Ex-Rams $64 Million Stat Leader Urged to Avoid Signing With Contender

Leonard Floyd

Getty Leonard Floyd attempts his pass breakup on February 13, 2022 in the Super Bowl.

There are NFL franchises that will get enticed about either adding Super Bowl experience or someone with a background in rushing the passer before 2023 training camp. And Leonard Floyd, formerly of the Los Angeles Rams, comes with both backgrounds.

However, while the former $64 million Super Bowl winning edge rusher and the Rams’ leading pass rusher from 2022 remains a hot name this late into free agency, it’s best for him to be choosy of his next destination — which includes being urged to turn down one contender he’s been linked to: the Philadelphia Eagles.

Why Eagles Won’t Work for Floyd

Floyd was called a potential signing option by Kristopher Knox of Bleacher Report for the NFC champs.

“Although pass-rusher Leonard Floyd is approaching 31 years old, he still has plenty in the proverbial tank. Despite playing on the lackluster Los Angeles Rams in 2022, he managed to record nine sacks and 31 quarterback pressures. The Rams released Floyd in a cap-saving move earlier this offseason. The Philadelphia Eagles would be a great landing spot for him,” Knox wrote.

Sure, the Eagles and their ridiculously stacked pass rushing room has become an NFL heaven for those who like attacking the passer. It’s a room that features All-Pro Haason Reddick and just added the immensely quick Nolan Smith, best known for blazing his 40-yard dash in 4.37 seconds. Knox adds that luring in Floyd “feels exactly like the sort of addition general manager Howie Roseman would make.”

However, here’s two examples why it’s best for Floyd to divert away from the City of Brotherly Love.

The Eagles had two past Rams representatives during the NFC title run in Robert Quinn and Ndamukong Suh. Quinn ended up getting lost in the loaded edge rush room and didn’t record a sack in an Eagles uniform — a major drop from the 18.5 he delivered in 2021 with the Chicago Bears. Suh, meanwhile, ended up with his worst sack season of his 13-season career with just one.

And, with Smith and top 10 pick Jalen Carter on board plus the return of Josh Sweat and Brandon Graham (two 11-sack edge rushers last season opposite of Reddick), Floyd is running the risk of witnessing his own sack numbers decline if he heads to Philly.

While adding a rusher like Floyd is enticing for both the Eagles and the veteran, Floyd is better off preventing himself from going down the path of Ex-Rams defenders Quinn and Suh. He’s better off finding another landing spot.

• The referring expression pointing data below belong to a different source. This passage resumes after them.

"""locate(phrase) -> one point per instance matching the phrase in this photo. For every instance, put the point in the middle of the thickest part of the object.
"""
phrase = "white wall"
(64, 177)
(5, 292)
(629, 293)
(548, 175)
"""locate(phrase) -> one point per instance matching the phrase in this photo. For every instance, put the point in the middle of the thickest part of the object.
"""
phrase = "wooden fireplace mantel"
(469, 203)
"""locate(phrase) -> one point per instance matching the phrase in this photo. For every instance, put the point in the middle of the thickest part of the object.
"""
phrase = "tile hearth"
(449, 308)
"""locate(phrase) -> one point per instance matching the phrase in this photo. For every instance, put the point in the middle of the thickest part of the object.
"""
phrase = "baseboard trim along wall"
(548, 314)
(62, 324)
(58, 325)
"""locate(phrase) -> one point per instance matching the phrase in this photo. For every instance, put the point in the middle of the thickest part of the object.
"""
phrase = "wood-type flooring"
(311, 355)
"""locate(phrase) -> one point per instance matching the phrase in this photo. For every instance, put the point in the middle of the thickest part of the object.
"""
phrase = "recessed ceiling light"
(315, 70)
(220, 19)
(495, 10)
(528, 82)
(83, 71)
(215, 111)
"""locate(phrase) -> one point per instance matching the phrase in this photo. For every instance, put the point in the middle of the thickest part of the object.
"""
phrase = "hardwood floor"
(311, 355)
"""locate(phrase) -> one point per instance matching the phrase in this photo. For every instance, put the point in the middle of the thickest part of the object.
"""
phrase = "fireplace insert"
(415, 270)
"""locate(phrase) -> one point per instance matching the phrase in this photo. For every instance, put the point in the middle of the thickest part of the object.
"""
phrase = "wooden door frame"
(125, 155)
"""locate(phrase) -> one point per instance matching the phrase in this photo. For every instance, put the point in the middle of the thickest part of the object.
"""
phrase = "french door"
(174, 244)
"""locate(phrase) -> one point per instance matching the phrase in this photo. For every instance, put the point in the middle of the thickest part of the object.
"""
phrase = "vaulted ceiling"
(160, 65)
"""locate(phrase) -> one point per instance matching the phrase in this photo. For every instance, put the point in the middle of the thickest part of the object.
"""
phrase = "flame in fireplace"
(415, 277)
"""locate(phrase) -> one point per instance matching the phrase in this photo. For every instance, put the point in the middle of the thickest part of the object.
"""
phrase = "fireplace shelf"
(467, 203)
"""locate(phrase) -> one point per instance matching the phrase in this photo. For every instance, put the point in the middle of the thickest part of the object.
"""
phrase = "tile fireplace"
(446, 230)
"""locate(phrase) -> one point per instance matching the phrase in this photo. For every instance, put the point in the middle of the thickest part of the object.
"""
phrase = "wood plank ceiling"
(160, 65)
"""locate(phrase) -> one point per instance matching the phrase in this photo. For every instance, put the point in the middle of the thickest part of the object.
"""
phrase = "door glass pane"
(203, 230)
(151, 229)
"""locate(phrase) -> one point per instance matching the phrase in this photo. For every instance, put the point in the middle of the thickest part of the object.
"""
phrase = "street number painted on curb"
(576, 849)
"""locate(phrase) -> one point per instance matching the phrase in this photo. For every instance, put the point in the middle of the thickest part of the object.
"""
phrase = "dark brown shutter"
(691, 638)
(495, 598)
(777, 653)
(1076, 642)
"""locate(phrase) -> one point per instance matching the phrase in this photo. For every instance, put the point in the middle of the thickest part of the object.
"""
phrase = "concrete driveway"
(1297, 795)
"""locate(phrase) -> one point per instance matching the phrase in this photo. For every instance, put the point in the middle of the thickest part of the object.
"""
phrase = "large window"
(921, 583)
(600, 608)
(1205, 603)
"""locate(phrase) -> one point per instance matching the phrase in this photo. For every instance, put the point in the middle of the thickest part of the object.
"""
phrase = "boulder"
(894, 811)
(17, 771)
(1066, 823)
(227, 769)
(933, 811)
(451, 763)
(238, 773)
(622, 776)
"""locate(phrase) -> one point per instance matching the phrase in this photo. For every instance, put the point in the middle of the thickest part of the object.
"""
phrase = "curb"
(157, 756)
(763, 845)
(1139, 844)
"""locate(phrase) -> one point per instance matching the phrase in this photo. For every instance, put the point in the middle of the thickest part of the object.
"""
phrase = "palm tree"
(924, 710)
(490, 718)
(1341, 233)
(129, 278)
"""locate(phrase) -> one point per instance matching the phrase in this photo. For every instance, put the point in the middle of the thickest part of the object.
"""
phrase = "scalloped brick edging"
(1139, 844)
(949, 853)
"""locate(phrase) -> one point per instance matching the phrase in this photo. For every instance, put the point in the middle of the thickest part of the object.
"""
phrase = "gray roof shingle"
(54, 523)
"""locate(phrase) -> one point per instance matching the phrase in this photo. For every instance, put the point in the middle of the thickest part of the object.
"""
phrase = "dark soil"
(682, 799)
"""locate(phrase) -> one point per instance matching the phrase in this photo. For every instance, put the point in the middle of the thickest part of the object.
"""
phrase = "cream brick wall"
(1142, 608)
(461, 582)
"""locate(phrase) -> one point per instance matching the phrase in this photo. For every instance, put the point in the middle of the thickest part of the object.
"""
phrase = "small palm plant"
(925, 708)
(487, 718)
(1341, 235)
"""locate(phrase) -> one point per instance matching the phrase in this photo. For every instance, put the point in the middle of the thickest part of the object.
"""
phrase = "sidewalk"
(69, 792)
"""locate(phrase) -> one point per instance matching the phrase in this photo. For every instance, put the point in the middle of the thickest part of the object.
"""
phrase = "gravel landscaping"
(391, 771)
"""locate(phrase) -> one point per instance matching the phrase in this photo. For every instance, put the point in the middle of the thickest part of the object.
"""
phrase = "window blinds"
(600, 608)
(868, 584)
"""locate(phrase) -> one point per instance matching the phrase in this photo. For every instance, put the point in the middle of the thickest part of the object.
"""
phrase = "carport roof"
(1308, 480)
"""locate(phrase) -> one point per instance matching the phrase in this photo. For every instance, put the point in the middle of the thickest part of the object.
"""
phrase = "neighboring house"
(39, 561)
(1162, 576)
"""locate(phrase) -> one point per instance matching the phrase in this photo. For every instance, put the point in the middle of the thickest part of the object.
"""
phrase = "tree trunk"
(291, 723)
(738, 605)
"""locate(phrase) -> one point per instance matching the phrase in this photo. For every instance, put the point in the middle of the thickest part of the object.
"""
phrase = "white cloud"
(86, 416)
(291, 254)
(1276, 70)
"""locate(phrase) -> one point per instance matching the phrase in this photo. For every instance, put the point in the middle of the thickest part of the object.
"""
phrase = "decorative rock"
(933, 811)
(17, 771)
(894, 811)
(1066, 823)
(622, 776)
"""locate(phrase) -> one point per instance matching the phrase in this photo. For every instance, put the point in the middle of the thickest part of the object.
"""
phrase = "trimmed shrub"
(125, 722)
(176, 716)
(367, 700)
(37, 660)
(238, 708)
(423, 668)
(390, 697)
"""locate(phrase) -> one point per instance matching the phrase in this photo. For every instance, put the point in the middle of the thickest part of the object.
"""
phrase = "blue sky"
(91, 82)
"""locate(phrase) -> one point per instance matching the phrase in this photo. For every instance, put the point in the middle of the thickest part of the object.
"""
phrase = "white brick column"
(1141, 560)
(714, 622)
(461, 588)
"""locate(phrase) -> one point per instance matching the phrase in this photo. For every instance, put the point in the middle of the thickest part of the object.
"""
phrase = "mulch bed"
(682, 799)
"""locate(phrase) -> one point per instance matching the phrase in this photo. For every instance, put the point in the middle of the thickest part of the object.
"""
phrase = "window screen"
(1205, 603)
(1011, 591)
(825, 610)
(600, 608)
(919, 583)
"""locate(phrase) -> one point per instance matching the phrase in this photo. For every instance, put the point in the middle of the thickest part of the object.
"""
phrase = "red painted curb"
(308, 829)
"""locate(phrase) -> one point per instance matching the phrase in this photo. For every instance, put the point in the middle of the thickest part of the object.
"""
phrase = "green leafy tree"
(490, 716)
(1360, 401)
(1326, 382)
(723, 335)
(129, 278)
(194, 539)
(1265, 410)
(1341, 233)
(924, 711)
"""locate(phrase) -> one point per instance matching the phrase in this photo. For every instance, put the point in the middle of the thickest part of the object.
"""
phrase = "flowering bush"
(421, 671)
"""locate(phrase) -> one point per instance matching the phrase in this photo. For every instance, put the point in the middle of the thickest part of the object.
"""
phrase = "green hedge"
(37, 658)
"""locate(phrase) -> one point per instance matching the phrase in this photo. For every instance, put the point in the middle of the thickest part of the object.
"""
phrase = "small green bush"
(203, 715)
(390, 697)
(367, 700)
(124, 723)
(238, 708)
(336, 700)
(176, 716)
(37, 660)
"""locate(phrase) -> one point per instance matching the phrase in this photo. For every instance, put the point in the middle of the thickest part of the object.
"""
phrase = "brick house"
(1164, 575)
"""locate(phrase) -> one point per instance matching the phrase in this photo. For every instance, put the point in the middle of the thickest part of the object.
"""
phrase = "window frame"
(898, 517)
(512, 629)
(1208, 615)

One Destination Suggests a Homecoming for Floyd

Knox’s B/R colleague Maurice Moton offered up this idea: Floyd heads to the Atlanta Falcons, which brings the 6-foot-6 rusher back to his home state.

“The Falcons signed edge-rusher Bud Dupree, but he’s missed at least five games in each of the past three seasons. Leonard Floyd has been more productive and reliable in the same time frame,” Moton wrote of the native of Eastman, Georgia who also starred for the Georgia Bulldogs. Moton believes Floyd is capable of adding one more title in Atlanta.

“As a matter of fact, Floyd would be the Falcons’ best pass-rusher in recent years,” Moton wrote. “He’s recorded at least nine sacks in each of the last three seasons. Atlanta hasn’t had a player match or eclipse that number since Adrian Clayborn in 2017. Like Falcons edge-rusher Lorenzo Carter, Floyd played college football at Georgia and is from Atlanta. As 2022 second-rounder Arnold Ebiketie grows into a bigger role, Floyd can impact the pass rush for a team that had the league’s lowest pressure rate (14.6 percent) last year.

Here’s what else could persuade Floyd: Every division opponent for the Falcons is bringing in a new quarterback, including the Tampa Bay Buccaneers with two former teammates of Floyd in Baker Mayfield and John Wolford. Adding an experienced rusher like Floyd can be perfect for the Falcons in testing the newcomers behind center.

At his age plus with a Super Bowl ring already in tow, perhaps a Peach State homecoming can work for Floyd as he heads toward the twilight years of his career.